# Monday afternoon



## kc5tpy (Apr 27, 2015)

Hello.  OK! It’s not a 7 kg. brisket but I am just trying to get back in the game.  We all know the drill here:  Off with the Parson’s nose, out with the wishbone.  Hack ‘em up.  Count your fingers ( 9 or 10 more or less ).  Salt, pepper.  On to the heat and smoke and around 1 hour later ( IT 165-167 ) ya got a meal.  Most of this is going to family and friends who have been waiting for months for me to pull my head out.

We are getting some good weather now ( finally ) so let’s get out there and start smoking!

Danny













P1010114.JPG



__ kc5tpy
__ Apr 27, 2015


----------



## jockaneezer (Apr 27, 2015)

Just sparking the weber up now, son's coming over for a ribeye. Sunny here too but a bitingly chill wind


----------



## smokin monkey (Apr 27, 2015)

Good to see the Texan back in the Saddle!

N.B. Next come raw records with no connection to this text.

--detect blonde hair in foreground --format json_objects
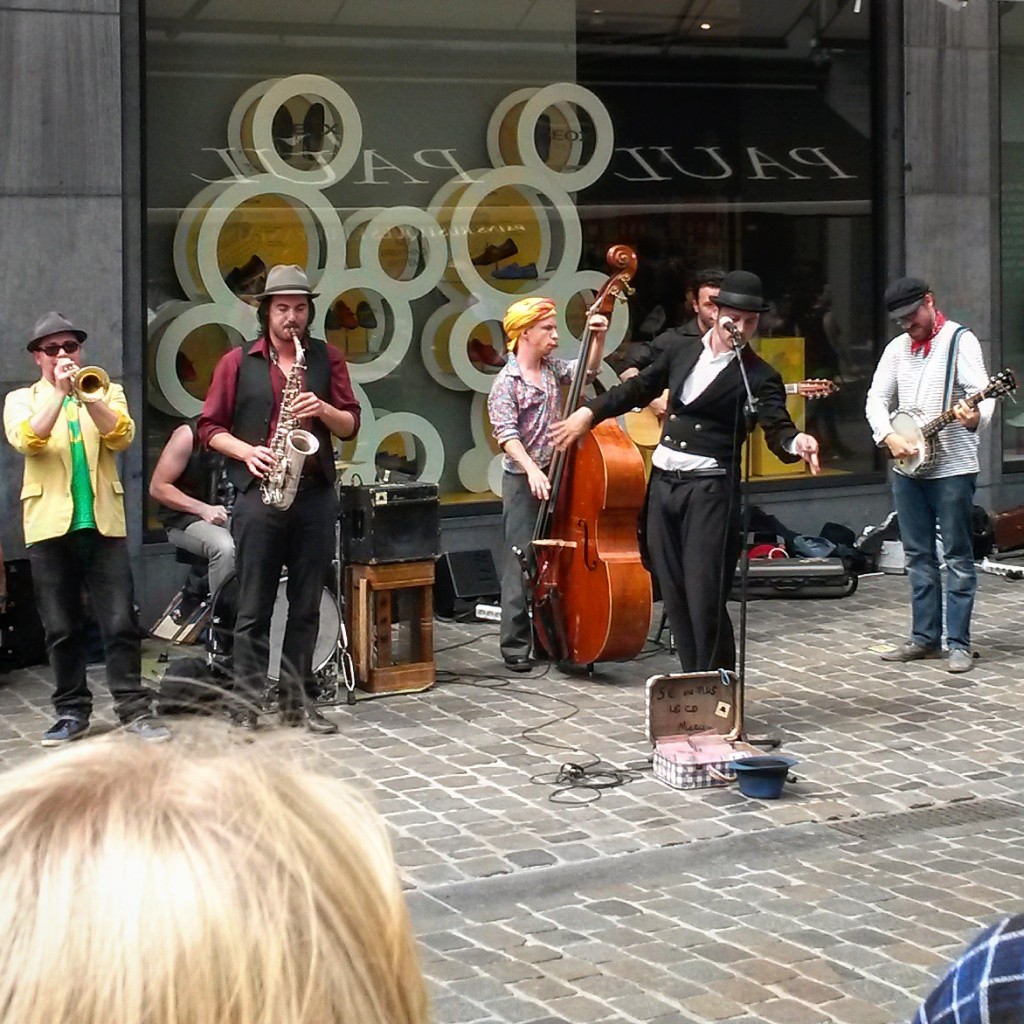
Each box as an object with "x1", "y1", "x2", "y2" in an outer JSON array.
[{"x1": 0, "y1": 737, "x2": 429, "y2": 1024}]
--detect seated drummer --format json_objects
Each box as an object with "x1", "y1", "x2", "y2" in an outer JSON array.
[{"x1": 149, "y1": 417, "x2": 235, "y2": 608}]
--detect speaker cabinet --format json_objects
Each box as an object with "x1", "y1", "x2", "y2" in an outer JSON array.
[{"x1": 434, "y1": 549, "x2": 500, "y2": 618}]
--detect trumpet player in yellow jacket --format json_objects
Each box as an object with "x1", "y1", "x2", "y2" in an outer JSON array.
[{"x1": 3, "y1": 312, "x2": 170, "y2": 746}]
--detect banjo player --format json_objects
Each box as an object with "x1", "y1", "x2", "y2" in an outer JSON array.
[{"x1": 865, "y1": 276, "x2": 995, "y2": 674}]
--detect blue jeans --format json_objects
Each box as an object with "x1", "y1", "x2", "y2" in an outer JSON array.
[
  {"x1": 28, "y1": 530, "x2": 150, "y2": 722},
  {"x1": 892, "y1": 472, "x2": 977, "y2": 652}
]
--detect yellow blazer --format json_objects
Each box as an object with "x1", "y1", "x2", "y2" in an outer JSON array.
[{"x1": 3, "y1": 378, "x2": 136, "y2": 544}]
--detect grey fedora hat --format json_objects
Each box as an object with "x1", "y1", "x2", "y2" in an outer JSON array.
[
  {"x1": 710, "y1": 270, "x2": 770, "y2": 313},
  {"x1": 254, "y1": 264, "x2": 319, "y2": 299},
  {"x1": 28, "y1": 311, "x2": 88, "y2": 352}
]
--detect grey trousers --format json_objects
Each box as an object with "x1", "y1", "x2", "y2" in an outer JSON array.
[
  {"x1": 167, "y1": 520, "x2": 236, "y2": 597},
  {"x1": 499, "y1": 470, "x2": 541, "y2": 659}
]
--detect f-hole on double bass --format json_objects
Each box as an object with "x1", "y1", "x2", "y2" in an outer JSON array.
[{"x1": 524, "y1": 244, "x2": 653, "y2": 667}]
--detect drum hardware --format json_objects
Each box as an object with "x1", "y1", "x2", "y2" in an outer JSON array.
[{"x1": 204, "y1": 572, "x2": 346, "y2": 713}]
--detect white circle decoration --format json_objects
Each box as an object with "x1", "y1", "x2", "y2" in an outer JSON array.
[
  {"x1": 193, "y1": 175, "x2": 345, "y2": 308},
  {"x1": 458, "y1": 445, "x2": 495, "y2": 493},
  {"x1": 250, "y1": 75, "x2": 362, "y2": 186},
  {"x1": 358, "y1": 206, "x2": 446, "y2": 300},
  {"x1": 172, "y1": 181, "x2": 229, "y2": 301},
  {"x1": 154, "y1": 303, "x2": 258, "y2": 418},
  {"x1": 517, "y1": 83, "x2": 614, "y2": 192},
  {"x1": 486, "y1": 87, "x2": 585, "y2": 174},
  {"x1": 486, "y1": 454, "x2": 504, "y2": 498},
  {"x1": 448, "y1": 166, "x2": 581, "y2": 306},
  {"x1": 226, "y1": 78, "x2": 279, "y2": 176},
  {"x1": 323, "y1": 280, "x2": 413, "y2": 385},
  {"x1": 448, "y1": 304, "x2": 512, "y2": 394},
  {"x1": 420, "y1": 301, "x2": 470, "y2": 392},
  {"x1": 352, "y1": 411, "x2": 445, "y2": 484}
]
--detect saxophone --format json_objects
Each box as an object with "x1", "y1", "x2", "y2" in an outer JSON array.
[{"x1": 260, "y1": 329, "x2": 320, "y2": 511}]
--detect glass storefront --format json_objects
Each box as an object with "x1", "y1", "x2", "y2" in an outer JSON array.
[{"x1": 143, "y1": 0, "x2": 880, "y2": 536}]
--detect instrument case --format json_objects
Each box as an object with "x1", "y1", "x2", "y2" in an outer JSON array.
[
  {"x1": 731, "y1": 557, "x2": 857, "y2": 599},
  {"x1": 645, "y1": 672, "x2": 759, "y2": 789},
  {"x1": 338, "y1": 482, "x2": 440, "y2": 565},
  {"x1": 991, "y1": 506, "x2": 1024, "y2": 553}
]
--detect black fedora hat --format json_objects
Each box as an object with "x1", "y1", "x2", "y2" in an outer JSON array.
[{"x1": 711, "y1": 270, "x2": 770, "y2": 313}]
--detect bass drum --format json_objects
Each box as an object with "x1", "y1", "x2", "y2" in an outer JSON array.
[{"x1": 207, "y1": 574, "x2": 340, "y2": 681}]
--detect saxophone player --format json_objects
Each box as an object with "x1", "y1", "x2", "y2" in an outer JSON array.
[{"x1": 199, "y1": 265, "x2": 361, "y2": 732}]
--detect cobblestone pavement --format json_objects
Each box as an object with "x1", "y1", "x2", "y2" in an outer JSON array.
[{"x1": 3, "y1": 568, "x2": 1024, "y2": 1023}]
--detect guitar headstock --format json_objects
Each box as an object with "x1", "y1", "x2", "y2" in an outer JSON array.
[
  {"x1": 794, "y1": 378, "x2": 839, "y2": 399},
  {"x1": 982, "y1": 368, "x2": 1018, "y2": 400}
]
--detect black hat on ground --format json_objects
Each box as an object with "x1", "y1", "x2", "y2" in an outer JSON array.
[
  {"x1": 711, "y1": 270, "x2": 770, "y2": 313},
  {"x1": 884, "y1": 276, "x2": 930, "y2": 320}
]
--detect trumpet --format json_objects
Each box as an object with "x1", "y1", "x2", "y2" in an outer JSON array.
[{"x1": 71, "y1": 365, "x2": 110, "y2": 404}]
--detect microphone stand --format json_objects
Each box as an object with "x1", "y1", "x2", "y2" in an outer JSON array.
[{"x1": 726, "y1": 327, "x2": 780, "y2": 749}]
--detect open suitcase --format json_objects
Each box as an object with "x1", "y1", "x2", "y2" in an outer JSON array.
[{"x1": 645, "y1": 670, "x2": 760, "y2": 789}]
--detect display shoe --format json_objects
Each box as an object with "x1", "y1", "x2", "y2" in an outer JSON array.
[
  {"x1": 355, "y1": 300, "x2": 378, "y2": 329},
  {"x1": 492, "y1": 261, "x2": 538, "y2": 280},
  {"x1": 272, "y1": 106, "x2": 295, "y2": 160},
  {"x1": 468, "y1": 338, "x2": 506, "y2": 369},
  {"x1": 175, "y1": 351, "x2": 197, "y2": 382},
  {"x1": 472, "y1": 237, "x2": 519, "y2": 266},
  {"x1": 535, "y1": 112, "x2": 552, "y2": 163},
  {"x1": 302, "y1": 101, "x2": 326, "y2": 158},
  {"x1": 225, "y1": 254, "x2": 267, "y2": 296},
  {"x1": 326, "y1": 299, "x2": 358, "y2": 331}
]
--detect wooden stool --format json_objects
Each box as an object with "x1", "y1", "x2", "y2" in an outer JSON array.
[{"x1": 345, "y1": 561, "x2": 435, "y2": 693}]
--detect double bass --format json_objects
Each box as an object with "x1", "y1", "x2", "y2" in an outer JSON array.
[{"x1": 526, "y1": 245, "x2": 653, "y2": 666}]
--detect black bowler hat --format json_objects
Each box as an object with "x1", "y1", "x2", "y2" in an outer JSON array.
[
  {"x1": 884, "y1": 276, "x2": 930, "y2": 319},
  {"x1": 711, "y1": 270, "x2": 770, "y2": 313}
]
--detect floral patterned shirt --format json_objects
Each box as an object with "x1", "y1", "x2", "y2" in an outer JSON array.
[{"x1": 488, "y1": 352, "x2": 577, "y2": 473}]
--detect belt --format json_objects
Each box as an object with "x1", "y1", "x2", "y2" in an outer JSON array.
[
  {"x1": 295, "y1": 474, "x2": 328, "y2": 492},
  {"x1": 653, "y1": 466, "x2": 727, "y2": 481}
]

Good looking Chicken, on my way over!

Smokin Monkey


----------



## mr t 59874 (Apr 27, 2015)

Nice looking birds there Danny and such a simple recipe. You must like the taste of chicken. 
	

	
	
		
		



		
		
	


	





One question.  Do those UK birds fly and run in circles?  
	

	
	
		
		



		
		
	


	





   I can see it would make them easier to lasso.

Tom


----------



## thenegativeone (Apr 27, 2015)

Nice, can't whack a smoked chicken for a quick and easy smoke. Looks good.


----------



## kc5tpy (Apr 27, 2015)

Thanks guys.  I haven't been myself lately.  Nothing on the ole Weber since Christmas day.  Trying to get things back to normal.  Head is firmly pulled out and gonna be smokin again!  Forgot how much fun I have doing it.  Yard bird was an easy way to get back in the swing.  Mix of pecan, cherry and a little oak for smoke and you are away.  I didn't use mesquite cause most of those went to family and friends.  I don't think the U.K. public is ready for full on mesquite on chicken.  Keep Smokin!

Danny


----------